Cardeais discutem situação financeira da Santa Sé e perfil do novo papa

Religião. Apesar da chegada a Roma do último eleitor do conclave que faltava, cardeais ainda devem levar mais tempo debatendo problemas da Igreja e em articulações sobre os melhores nomes para o lugar de Bento XVI antes de convocar eleição para papa

JOSÉ MARIA MAYRINK, ENVIADO ESPECIAL / VATICANO , O Estado de S.Paulo

08 de março de 2013 | 02h05

A 5.ª Congregação-Geral do Colégio Cardinalício dedicou ontem boa parte do tempo à exposição dos três presidentes dos discatérios (departamentos) da Cúria Romana sobre a situação econômica e financeira da Santa Sé, temas fundamentais nessa fase de pré-conclave para os eleitores definirem o perfil do próximo papa. Mais uma vez, não houve definição sobre a data da eleição que vai escolher o sucessor de Bento XVI.
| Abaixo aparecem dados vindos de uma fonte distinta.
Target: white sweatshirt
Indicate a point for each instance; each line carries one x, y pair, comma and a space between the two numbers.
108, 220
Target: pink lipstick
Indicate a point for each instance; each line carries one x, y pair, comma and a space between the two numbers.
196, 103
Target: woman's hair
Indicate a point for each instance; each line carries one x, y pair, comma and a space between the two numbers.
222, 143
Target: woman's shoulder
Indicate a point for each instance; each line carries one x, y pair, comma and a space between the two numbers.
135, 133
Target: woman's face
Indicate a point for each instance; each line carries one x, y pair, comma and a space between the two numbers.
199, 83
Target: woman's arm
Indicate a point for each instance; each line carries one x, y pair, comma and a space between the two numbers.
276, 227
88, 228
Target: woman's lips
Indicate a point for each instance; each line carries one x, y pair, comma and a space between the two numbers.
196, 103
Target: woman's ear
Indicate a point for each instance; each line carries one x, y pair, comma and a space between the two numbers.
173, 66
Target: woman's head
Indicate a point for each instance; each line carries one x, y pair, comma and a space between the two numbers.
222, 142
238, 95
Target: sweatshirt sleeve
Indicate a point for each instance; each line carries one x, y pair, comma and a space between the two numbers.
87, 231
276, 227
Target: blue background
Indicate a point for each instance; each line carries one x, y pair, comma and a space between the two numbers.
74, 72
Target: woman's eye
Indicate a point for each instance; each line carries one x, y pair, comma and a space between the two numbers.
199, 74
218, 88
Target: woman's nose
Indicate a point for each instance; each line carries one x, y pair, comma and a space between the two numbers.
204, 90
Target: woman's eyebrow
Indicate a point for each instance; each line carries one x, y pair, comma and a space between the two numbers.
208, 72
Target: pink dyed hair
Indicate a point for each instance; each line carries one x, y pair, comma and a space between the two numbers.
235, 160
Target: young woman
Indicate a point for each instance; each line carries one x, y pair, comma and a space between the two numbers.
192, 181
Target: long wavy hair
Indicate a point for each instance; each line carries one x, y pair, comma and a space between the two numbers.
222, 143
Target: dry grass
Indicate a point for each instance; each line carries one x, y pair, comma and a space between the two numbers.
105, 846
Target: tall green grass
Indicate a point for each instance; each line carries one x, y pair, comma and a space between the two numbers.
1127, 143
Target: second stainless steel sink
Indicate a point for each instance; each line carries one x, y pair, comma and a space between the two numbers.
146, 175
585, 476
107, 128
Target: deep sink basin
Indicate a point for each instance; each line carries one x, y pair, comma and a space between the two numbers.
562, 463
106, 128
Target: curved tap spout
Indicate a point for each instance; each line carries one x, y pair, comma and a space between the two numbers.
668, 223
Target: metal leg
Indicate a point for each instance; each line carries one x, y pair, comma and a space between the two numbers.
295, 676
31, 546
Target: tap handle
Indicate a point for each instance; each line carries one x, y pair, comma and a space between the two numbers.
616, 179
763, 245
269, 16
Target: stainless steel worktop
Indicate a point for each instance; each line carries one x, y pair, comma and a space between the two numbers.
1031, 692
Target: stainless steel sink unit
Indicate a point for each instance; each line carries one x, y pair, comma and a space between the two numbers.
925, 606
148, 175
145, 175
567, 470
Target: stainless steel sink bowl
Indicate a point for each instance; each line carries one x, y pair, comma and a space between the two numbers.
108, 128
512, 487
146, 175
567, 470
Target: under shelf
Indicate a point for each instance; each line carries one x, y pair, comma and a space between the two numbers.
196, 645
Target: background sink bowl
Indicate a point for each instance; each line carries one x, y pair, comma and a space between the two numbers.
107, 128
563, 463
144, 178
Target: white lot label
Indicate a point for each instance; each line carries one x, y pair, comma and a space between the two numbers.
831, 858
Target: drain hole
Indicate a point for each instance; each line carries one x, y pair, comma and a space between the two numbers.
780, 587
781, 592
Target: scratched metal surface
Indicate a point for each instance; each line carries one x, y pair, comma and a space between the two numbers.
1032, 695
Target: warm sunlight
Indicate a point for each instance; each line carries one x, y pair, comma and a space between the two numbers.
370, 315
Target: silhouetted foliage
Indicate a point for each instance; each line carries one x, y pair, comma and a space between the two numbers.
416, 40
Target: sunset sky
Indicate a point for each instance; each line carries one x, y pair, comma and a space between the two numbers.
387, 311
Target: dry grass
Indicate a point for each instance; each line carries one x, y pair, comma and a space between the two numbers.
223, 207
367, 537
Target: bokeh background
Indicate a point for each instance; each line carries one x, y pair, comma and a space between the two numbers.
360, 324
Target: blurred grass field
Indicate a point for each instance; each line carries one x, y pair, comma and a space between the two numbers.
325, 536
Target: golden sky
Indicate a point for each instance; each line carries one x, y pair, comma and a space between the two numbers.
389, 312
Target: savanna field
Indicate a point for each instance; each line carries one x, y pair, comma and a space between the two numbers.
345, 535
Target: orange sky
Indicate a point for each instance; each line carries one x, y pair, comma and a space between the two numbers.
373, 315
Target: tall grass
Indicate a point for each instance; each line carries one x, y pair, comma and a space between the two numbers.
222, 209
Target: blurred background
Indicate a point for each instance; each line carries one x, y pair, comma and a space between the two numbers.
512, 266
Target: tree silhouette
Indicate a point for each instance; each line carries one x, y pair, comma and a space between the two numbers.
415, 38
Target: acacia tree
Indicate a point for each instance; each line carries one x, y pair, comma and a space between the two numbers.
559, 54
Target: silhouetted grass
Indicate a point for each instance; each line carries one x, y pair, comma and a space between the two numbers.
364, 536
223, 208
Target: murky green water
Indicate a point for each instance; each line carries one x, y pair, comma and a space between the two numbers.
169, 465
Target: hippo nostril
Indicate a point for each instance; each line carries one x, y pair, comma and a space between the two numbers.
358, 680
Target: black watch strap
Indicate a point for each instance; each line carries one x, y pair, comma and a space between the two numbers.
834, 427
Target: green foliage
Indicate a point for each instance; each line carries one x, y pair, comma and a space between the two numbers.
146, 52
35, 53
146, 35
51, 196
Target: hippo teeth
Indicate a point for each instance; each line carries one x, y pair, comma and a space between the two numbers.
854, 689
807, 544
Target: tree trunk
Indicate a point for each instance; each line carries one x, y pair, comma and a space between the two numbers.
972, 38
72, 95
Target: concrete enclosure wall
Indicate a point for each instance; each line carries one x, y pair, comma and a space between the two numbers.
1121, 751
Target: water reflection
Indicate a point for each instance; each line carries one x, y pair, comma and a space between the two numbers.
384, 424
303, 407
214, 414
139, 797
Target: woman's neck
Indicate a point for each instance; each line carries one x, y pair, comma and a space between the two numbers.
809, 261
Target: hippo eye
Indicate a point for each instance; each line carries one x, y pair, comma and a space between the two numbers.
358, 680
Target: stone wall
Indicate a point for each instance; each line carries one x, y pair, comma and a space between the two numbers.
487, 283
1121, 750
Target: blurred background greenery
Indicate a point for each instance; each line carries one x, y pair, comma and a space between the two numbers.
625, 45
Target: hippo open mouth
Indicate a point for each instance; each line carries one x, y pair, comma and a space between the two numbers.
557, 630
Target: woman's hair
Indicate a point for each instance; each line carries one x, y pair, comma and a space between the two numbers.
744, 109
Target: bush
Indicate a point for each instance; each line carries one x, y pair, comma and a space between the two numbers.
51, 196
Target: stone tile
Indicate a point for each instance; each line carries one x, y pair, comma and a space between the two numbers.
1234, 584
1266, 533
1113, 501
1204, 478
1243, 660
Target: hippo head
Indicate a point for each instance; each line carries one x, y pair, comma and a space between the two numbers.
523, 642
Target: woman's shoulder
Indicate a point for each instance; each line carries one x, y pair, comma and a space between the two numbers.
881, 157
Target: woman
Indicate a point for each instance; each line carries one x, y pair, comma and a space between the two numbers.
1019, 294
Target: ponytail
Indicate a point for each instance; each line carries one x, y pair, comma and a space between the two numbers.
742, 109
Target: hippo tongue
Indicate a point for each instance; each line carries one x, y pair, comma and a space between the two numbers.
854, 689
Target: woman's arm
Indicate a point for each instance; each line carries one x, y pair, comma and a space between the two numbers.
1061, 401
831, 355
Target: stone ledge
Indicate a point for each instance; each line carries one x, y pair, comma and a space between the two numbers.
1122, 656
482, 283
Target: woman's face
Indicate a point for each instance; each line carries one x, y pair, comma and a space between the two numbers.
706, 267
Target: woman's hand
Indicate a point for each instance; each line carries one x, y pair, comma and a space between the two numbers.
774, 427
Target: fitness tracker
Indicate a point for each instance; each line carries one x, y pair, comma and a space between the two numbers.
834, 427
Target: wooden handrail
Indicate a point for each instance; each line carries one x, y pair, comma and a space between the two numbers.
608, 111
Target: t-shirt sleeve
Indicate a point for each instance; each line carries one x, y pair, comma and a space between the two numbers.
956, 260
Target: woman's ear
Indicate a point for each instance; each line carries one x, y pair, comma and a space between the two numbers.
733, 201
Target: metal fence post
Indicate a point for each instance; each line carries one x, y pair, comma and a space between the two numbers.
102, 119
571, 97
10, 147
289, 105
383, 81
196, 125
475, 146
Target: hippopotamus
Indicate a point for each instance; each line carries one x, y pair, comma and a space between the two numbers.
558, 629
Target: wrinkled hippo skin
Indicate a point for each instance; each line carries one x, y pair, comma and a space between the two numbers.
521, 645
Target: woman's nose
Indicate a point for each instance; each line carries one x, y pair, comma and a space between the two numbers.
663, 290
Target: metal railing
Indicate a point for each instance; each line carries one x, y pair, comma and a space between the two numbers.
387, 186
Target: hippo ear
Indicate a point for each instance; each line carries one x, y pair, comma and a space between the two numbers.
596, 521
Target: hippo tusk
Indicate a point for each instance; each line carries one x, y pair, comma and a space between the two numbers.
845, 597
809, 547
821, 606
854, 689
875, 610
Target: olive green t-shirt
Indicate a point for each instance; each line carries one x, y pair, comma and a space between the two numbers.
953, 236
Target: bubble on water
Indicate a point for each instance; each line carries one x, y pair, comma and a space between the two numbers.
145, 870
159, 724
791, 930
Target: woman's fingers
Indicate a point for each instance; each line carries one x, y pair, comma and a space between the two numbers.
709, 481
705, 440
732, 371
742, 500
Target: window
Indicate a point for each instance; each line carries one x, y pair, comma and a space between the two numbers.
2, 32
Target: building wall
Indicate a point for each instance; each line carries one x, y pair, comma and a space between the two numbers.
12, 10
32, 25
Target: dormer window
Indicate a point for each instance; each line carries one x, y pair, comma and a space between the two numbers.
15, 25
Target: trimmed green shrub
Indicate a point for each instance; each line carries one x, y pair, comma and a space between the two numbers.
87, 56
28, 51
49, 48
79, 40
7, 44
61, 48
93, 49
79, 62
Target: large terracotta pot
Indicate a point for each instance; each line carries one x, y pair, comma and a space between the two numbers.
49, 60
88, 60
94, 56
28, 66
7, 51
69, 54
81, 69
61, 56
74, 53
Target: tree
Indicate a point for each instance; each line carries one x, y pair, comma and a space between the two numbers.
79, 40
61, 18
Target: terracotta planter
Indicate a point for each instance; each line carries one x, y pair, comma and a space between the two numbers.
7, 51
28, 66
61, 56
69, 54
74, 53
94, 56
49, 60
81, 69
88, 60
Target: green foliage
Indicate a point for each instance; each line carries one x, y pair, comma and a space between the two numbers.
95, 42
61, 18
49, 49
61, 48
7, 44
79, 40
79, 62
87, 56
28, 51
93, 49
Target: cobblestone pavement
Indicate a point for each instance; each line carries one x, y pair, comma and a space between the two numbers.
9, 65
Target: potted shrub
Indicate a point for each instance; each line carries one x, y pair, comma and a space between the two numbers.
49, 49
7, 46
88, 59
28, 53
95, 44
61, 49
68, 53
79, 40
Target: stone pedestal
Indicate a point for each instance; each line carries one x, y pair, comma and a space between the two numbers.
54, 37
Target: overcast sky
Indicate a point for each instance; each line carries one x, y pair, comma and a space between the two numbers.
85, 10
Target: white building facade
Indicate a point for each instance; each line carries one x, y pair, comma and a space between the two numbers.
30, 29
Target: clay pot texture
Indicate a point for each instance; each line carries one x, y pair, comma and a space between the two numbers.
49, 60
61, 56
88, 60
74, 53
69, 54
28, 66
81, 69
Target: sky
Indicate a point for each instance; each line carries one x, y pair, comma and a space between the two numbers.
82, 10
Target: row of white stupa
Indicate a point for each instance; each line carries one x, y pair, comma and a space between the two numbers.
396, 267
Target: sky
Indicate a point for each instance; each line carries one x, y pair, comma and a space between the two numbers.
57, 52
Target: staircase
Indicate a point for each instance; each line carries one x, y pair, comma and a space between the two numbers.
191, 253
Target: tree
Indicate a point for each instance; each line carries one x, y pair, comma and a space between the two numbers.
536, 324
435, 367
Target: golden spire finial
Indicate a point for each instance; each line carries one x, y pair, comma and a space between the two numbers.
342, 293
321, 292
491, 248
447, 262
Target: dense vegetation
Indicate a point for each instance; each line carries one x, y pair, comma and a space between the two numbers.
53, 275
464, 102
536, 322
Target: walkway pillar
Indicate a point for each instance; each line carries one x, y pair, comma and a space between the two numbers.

Falaram o cardeal Giuseppe Versaldi, presidente das Prefeitura dos Negócios Econômicos, o cardeal Domenico Calcagno, presidente da Administração do Patrimônio, e Giuseppe Bertello, presidente do Governo da Cidade do Vaticano. Cada um deles fez breve relato sobre sua área.

O conteúdo de suas intervenções ficou entre quatro paredes, mas a situação financeira da Igreja inspira cuidados - além de irregularidades envolvendo o Banco do Vaticano, as contas da Santa Sé deverão sofrer impacto este ano com o fim de isenções fiscais em países europeus e com os gastos com indenizações por abusos sexuais nos Estados Unidos (mais informações nesta página).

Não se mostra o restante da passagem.